Il suffit de considérer quelques grands noms de la révolution :
- Robespierre : Avocat.
- Danton : Avocat.
- Barnave : Avocat au parlement de Grenoble.
- Jean-Joseph Mounier : Avocat, juge royal.
- Mirabeau : au service du Contrôleur général des finances de Louis XV en 1786.
- Brissot : clerc de procureur.
- Duval d’Eprémesnil : magistrat.
- Cazalès : petit-fils d’un Capitoul de Toulouse.
- Desmoulins : Avocat.
- Baboeuf : Commissaire administratif.
- Lemaire : Commis aux postes.
- Galart de Monthoie : Avocat.
- Marat : médecin du frère du Roi.
- Condorcet : Secrétaire à l’Académie des sciences.
- Betrand Barère : Avocat, juriste.
- Charles-Jean-Marie Alquier : Avocat, magistrat, diplomate.
- Pétion : Avocat.
 - Buzot : Avocat.
 
Prenez garde aux conceptions de Marx qui s’est totalement planté sur la "bourgeoisie" à la révolution. La bourgeoisie de la révolution étaient des gens qui vivaient des subsides de l’administration royale, travaillant en lien avec la bureaucratie. En cela Sigaud a parfaitement raison quand elle met le doit sur "les juges" et le jansénisme parlementaire.
 
Quant à croire que le peuple puisse avoir le pouvoir, c’est vraiment rêver. Par définition, le peuple est gouverné. En effet, sitôt que quelqu’un du peuple vient au gouvernement (par exemple Hollande), il quitte la catégorie "peuple" pour entrer dans celle de "gouvernant".
 
Ce genre d’affirmation est une tarte à la crème pour amadouer les naïfs et justifier les actes.

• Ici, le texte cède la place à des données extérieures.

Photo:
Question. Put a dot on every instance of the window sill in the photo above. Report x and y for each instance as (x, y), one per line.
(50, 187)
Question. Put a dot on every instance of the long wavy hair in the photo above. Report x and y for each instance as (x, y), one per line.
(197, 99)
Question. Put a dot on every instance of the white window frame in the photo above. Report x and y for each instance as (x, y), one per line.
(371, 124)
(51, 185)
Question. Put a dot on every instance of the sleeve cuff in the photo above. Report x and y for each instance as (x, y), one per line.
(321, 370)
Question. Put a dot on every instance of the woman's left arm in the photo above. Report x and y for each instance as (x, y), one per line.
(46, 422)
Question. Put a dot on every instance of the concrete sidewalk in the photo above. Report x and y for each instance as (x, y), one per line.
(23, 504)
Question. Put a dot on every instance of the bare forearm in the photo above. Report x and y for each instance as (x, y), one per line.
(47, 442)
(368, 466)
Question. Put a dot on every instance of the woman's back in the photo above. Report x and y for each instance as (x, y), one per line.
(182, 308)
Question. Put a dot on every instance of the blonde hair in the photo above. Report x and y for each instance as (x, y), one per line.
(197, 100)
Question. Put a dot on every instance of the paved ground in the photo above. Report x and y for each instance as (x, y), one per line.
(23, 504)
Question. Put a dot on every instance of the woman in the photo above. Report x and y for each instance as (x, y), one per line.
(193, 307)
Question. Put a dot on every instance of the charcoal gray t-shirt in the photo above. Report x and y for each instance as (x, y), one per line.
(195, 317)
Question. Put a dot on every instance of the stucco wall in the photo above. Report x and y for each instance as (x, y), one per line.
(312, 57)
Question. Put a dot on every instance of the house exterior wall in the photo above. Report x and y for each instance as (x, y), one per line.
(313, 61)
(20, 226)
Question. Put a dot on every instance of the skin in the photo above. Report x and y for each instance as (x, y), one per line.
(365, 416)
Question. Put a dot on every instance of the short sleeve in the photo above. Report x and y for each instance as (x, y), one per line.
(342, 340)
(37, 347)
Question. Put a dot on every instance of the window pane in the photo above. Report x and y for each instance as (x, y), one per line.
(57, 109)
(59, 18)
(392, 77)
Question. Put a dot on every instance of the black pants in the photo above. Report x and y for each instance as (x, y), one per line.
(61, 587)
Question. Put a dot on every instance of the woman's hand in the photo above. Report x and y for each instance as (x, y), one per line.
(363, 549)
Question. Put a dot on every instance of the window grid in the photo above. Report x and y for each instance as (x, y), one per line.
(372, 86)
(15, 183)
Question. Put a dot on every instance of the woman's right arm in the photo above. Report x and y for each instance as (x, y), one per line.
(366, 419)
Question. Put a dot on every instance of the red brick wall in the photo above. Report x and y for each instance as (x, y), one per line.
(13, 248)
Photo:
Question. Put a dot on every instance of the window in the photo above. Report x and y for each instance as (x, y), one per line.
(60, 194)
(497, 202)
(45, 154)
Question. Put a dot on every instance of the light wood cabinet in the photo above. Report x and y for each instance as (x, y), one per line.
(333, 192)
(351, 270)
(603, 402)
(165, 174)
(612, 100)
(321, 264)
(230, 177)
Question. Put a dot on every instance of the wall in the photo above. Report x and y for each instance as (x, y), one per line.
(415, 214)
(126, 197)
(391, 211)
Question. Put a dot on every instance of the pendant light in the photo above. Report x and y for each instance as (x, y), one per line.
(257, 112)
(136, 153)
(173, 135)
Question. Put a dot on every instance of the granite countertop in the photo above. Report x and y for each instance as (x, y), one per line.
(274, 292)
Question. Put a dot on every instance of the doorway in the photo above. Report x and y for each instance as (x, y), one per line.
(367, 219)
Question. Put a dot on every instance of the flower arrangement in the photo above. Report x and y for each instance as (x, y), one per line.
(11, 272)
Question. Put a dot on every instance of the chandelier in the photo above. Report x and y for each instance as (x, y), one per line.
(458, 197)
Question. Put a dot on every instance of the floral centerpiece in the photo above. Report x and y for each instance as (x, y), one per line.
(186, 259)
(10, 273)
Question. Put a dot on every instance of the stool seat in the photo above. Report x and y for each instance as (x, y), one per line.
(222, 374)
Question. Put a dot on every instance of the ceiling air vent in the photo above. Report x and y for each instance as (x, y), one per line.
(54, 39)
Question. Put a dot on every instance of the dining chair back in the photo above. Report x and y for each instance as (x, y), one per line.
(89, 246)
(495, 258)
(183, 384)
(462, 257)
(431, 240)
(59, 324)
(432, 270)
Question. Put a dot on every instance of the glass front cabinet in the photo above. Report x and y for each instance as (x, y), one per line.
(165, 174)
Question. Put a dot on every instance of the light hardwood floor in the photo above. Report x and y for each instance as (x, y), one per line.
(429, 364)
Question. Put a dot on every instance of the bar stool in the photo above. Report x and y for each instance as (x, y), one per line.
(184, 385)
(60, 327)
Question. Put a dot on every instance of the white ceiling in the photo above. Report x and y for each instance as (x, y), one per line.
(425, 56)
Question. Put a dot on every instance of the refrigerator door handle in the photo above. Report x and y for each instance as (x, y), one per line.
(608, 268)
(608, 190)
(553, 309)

Les clerc de l’administration royale ont estimé qu’ils pouvaient se passer d’un chef et ils ont fait mutinerie. Pour y parvenir, ils se sont appuyés sur des forces armées, les milices communales, promues garde nationale pour la cause, milices dont ils avaient collectivement la charge dans les communes qu’ils administraient.
 
Bref, l’état royal, pléthorique, s’est rebellé contre son chef.
C’est maintenant un corps sans queue ni tête.